Molecular dynamics simulation of the structural, elastic, and thermal properties of pyrochlores

We present a comprehensive simulation study of the effect of composition on the structural, elastic and thermal properties of 25 different compounds from the pyrochlore family. We joined a repulsive potential to an existing interatomic potential to enable molecular dynamics simulations of conditions away from equilibrium. We systematically varied the chemistry of the pyrochlore by substituting different cations in the A and B sites of the A(2)B(2)O(7) formula unit. The A cations varied from Lu3+ to La3+, and the B cations from Ti4+ to Ce4+. The lattice parameter increased steadily with increasing the radius of A or B cations, but the bulk modulus showed a decreasing trend with increasing cation radius. However, the specific heat capacity and thermal expansion coefficient remained almost unchanged with increasing the radii of A and B cations.

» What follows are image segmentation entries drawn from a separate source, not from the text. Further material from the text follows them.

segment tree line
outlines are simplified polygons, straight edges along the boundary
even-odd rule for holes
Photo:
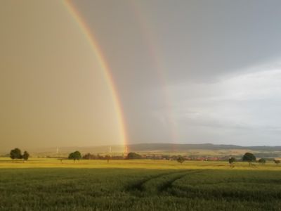
[[[18,148],[15,148],[11,151],[10,158],[13,160],[15,159],[23,159],[23,160],[27,160],[30,158],[30,154],[27,151],[24,151],[22,154],[22,151]]]

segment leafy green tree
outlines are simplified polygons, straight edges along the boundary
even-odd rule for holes
[[[256,156],[254,155],[253,153],[246,153],[243,155],[243,157],[242,158],[242,160],[243,161],[247,161],[247,162],[255,162],[256,160]]]
[[[25,152],[23,153],[23,155],[22,155],[22,159],[23,159],[24,160],[27,160],[28,158],[30,158],[30,154],[29,154],[27,151],[25,151]]]
[[[129,153],[126,158],[129,160],[136,160],[136,159],[142,159],[143,157],[140,155],[137,154],[136,153]]]
[[[18,148],[11,150],[10,152],[10,158],[14,159],[22,159],[22,152]]]
[[[229,165],[230,165],[231,167],[234,167],[234,162],[235,162],[235,158],[230,157],[228,159],[228,162]]]
[[[264,165],[266,162],[266,160],[265,158],[261,158],[259,160],[259,162]]]
[[[183,164],[183,162],[185,162],[185,159],[181,155],[179,155],[178,158],[176,159],[176,161],[178,161],[179,163]]]
[[[73,160],[75,162],[76,160],[80,160],[82,158],[79,151],[75,151],[74,153],[71,153],[68,155],[68,159]]]

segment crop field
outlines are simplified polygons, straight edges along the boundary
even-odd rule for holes
[[[281,167],[1,158],[0,210],[281,210]]]

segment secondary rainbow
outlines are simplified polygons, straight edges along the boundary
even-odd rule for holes
[[[123,111],[121,106],[121,103],[119,101],[119,97],[115,89],[114,80],[111,75],[110,68],[104,58],[102,51],[100,50],[98,44],[98,42],[96,41],[93,34],[93,32],[91,32],[90,30],[87,27],[87,25],[83,21],[83,19],[80,16],[79,12],[75,9],[74,6],[70,3],[70,1],[65,0],[63,1],[63,4],[65,5],[65,7],[67,8],[67,11],[73,17],[73,19],[76,21],[76,23],[80,27],[81,30],[83,32],[85,38],[88,40],[93,53],[95,53],[95,55],[98,58],[100,68],[103,70],[103,72],[105,75],[105,77],[108,83],[108,86],[110,89],[110,94],[112,95],[115,113],[117,115],[117,119],[119,122],[118,126],[119,127],[119,132],[121,136],[120,138],[122,139],[121,141],[122,141],[124,146],[126,146],[128,143],[127,143],[127,138],[126,133],[126,125],[125,125]]]

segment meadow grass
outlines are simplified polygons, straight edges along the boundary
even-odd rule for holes
[[[0,210],[281,210],[273,163],[0,159]]]

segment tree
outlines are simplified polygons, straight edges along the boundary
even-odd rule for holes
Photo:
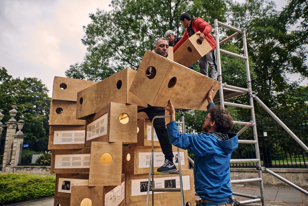
[[[0,109],[5,114],[2,122],[8,120],[11,106],[17,106],[16,118],[25,121],[26,142],[48,139],[51,101],[46,86],[36,78],[13,79],[5,68],[0,70]]]

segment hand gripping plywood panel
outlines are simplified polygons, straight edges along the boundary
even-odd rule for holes
[[[92,142],[89,186],[120,185],[122,143]]]
[[[84,148],[85,135],[84,125],[50,126],[48,149]]]
[[[137,142],[137,105],[111,102],[86,121],[86,147],[93,141]]]
[[[201,44],[198,41],[200,36],[197,33],[187,39],[174,54],[173,60],[185,67],[189,67],[212,49],[205,39]],[[209,35],[212,35],[211,34]]]
[[[187,150],[180,149],[180,155],[182,169],[188,168]],[[137,175],[148,174],[152,147],[124,146],[122,159],[122,172],[127,174]],[[172,147],[174,157],[173,162],[178,169],[178,158],[177,149]],[[164,155],[160,147],[154,147],[154,170],[164,164]]]
[[[89,148],[51,151],[51,174],[89,174]]]
[[[147,73],[149,68],[156,71],[149,76]],[[206,110],[208,104],[207,94],[214,85],[213,97],[220,84],[217,81],[147,51],[130,90],[152,106],[166,106],[171,99],[175,108]]]
[[[54,206],[70,206],[71,199],[65,197],[55,197]]]
[[[52,101],[77,101],[77,93],[97,83],[95,81],[55,76]]]
[[[86,121],[76,119],[76,103],[52,101],[50,103],[50,125],[84,125]]]
[[[138,113],[139,114],[139,113]],[[137,134],[137,142],[131,144],[131,146],[152,146],[152,124],[149,119],[141,119],[137,122],[138,132]],[[154,146],[160,146],[157,138],[156,133],[154,131]]]
[[[87,198],[87,202],[93,206],[97,205],[126,205],[125,181],[126,175],[122,174],[121,185],[115,186],[88,187],[74,186],[72,188],[71,206],[88,206],[81,204],[83,200]],[[85,202],[86,200],[84,200]]]
[[[129,91],[136,72],[125,69],[78,92],[76,118],[86,119],[111,102],[147,107],[146,102]]]
[[[88,174],[57,174],[55,196],[70,198],[72,187],[88,180]]]
[[[194,184],[193,170],[182,170],[183,187],[184,189],[184,205],[195,205],[195,187]],[[156,187],[168,188],[172,183],[174,187],[175,183],[176,187],[180,187],[180,179],[178,175],[159,175],[154,176],[154,184]],[[126,205],[134,206],[144,206],[146,202],[147,191],[148,174],[126,175]],[[171,180],[171,181],[170,181]],[[169,183],[170,183],[170,184]],[[152,205],[152,192],[150,192],[149,205]],[[181,205],[180,192],[155,192],[154,193],[154,204],[156,206],[166,206]],[[166,202],[172,202],[170,205],[166,204]]]

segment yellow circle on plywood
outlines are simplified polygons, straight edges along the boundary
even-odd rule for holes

It is of interest to note that Ce on the B site significantly reduces the specific heat capacity and thermal expansion coefficient, which could have implications for annealing of radiation damage in cerate pyrochlores. The present results are consistent with the experimental measurements, which suggests that these potentials are appropriate for studying the problem of interest, namely simulation of dynamical processes, radiation damage, and defect migration in pyrochlores.